Inclusion: a step forward.
Today schools have enough reasons to work with kids with special academic needs, but little of schools dare to.
Moscow school No.1465 is a host for the unique inclusion project of including autistic kids into mainstream education.
The result of this innovation is the considerable progress of the included kids (academic achievements and social adaptation of non-verbal children) and also an incredible strive of parents and professionals to duplicate this experience into other schools.
We discussed problems connected to this complex work with the conductor of inclusion in school No.1465, behavior analyst Julia Presnyakova.
- For many years you have been the conductor of inclusion in a school No.1465. What do you think of the institutions that regulate inclusion? Is there an improvement in regulative institutions?
- Inclusion is a new process for our educational system. Though we received substantial legal basis beforehand, making our work legitimate, the basis is far from perfect, and its certain parts put significant limitations on inclusive education.
Regulative institutions bring us extra troubles: we need to comply with Federal Standards and their vision of inclusion and at the same maintain our primary level and goals.
- So, despite the evident global progress of the inclusion educational process, some parts of law regulations are missing; it does not help?
- Exactly. On the paper everything it looks nice: there is a Law; there is a Federal Standard, schools are accepting kids with special academic needs, schools seek the opportunity to provide them with the tutor and other specialists.
At the same time, there is a difference between Federal Standards and Sanitary Regulations regarding including special kids in general education class.
Also, though schools can provide personnel for individual support, no one knows who should train this personnel and who should pay for them either.
The fact is that both methodical and legal regulation must support practice in the first place is a little bit ignored.
As there was no system established initially to regulate something like our project, this regulative system is being created right now as we speak, simultaneously with the process of inclusion; the real kids are being included into the mainstream education.
The complications arising during this practice put forward the necessity for change, for new legal acts and methodical data.
For instance, the lack of progress evaluation in adjusted educational programs had only got governmental interest when we discovered a vast legal and methodical gap in this area.
- Klaus Wedel, a well-known British scientist, and researcher of educational inclusion noted three levels of rigidity were impeding inclusion: the overall rigidity of state educational system, school level rigidity, and class level rigidity.
On which level would you say the rigidity is the most obstructive? What can you tell us about your experience?
- Six years ago we experienced school level rigidity, despite the cordiality of school administration. Now the overall rigidity is prevailing. We face the barriers on the fundamental levels of the educational system.
- How does school level rigidity show itself? What was it in your case?

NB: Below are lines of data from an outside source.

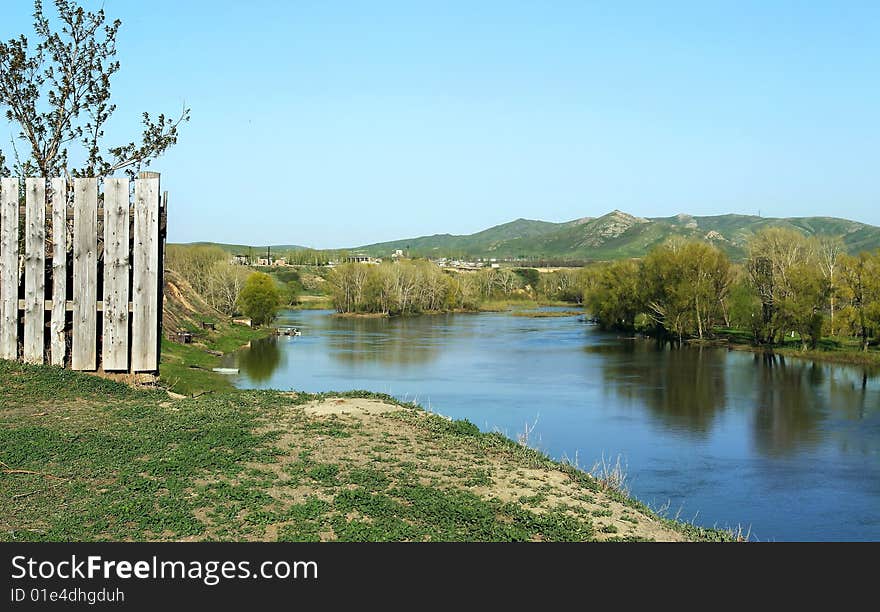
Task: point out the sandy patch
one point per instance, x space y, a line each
348 405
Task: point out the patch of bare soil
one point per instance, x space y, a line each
353 433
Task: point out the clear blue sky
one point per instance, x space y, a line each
335 124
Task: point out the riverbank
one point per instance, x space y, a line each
187 369
86 458
831 350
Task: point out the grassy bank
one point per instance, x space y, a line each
834 350
85 458
187 368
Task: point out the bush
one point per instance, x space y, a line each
260 298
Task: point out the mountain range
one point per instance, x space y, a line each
618 235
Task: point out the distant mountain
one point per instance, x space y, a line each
243 249
618 234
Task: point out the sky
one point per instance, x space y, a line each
337 124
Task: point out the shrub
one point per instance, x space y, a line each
260 298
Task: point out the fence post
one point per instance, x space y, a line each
145 298
9 268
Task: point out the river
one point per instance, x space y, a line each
786 448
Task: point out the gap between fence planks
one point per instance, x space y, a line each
85 274
58 340
8 268
34 269
130 299
115 320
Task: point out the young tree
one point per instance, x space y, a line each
260 298
861 286
57 92
773 255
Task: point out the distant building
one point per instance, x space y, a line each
362 259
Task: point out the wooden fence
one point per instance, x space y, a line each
81 272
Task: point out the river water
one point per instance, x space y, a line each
786 448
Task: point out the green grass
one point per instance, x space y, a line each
837 349
87 458
186 368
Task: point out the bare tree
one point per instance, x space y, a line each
57 92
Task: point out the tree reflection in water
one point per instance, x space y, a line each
260 359
683 387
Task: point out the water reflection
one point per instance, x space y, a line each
789 404
800 441
682 387
397 341
260 360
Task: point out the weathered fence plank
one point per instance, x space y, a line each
145 313
129 268
34 269
58 340
85 249
114 352
9 268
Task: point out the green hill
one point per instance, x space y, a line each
243 249
618 234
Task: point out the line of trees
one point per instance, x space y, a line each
415 286
788 283
232 288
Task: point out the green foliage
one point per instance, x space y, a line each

- Despite formal approval and a necessary warrant for inclusion, we faced multiplying hidden and apparent barriers.
We managed to bring the kids to physical training class only after a series of multistep negotiations. The presence of the tutor often perceived by regular classroom teachers as an inspection of their work.
It is hard to make people understand tutor’s role, functions, and goals. Only the real-life experience shows that a child with no verbal communication and little control of vocal and motor stereotypy, not only CAN but SHOULD be among other kids because this is the only this way he can learn to control himself and get the necessary skills.
Also, it is hard for people to understand that a child with deficits will take only the amount of information he can intake.
It is a cornerstone principle of inclusion, which states that academic competence cannot be the primary criteria for inclusion in general education. There is a dominance of classical notion of school as a source of academic skills. It is not seen as a field for building multiple finest social competences.
- Given what you say, one can conclude that despite the declared inclusion, there is no understanding of inclusion itself in the first place? What do school administrators and teachers think about inclusion: what is it and who is it for?
- Unfortunately, many schools think that inclusion is a separate class of segregated kids with mild disabilities, taught by a speech therapist. Sometimes they join the class with tutor always by their side. Their academic competence complies with the general educational program, and if they cannot grasp it - too bad, “they need to change the type of school - regular lessons and communication in general education class are beyond their abilities.”
The question “why do we, humans, need inclusion?” is more complicated. Many are sure that inclusion is just a trendy idea, which soon will make a turn back to more formal special classes.
- So, there is no mass awareness that inclusion is a right of every child?
- Unfortunately, there is no correct understanding of inclusion yet.
It is true that existing system is not adapted to inclusive education. The schools, which started including kids lack resources.
Changes will take some time for sure. However, everything begins with a definition. Inclusive education is a unique approach to the organization of the school.
Inclusion - is the possibility to include a child into social life to the extent currently necessary to him, the least traumatizing way for him and those around him - on his terms.
We are sure that it is the only way a child will obtain and maintain each new social experience he gathered.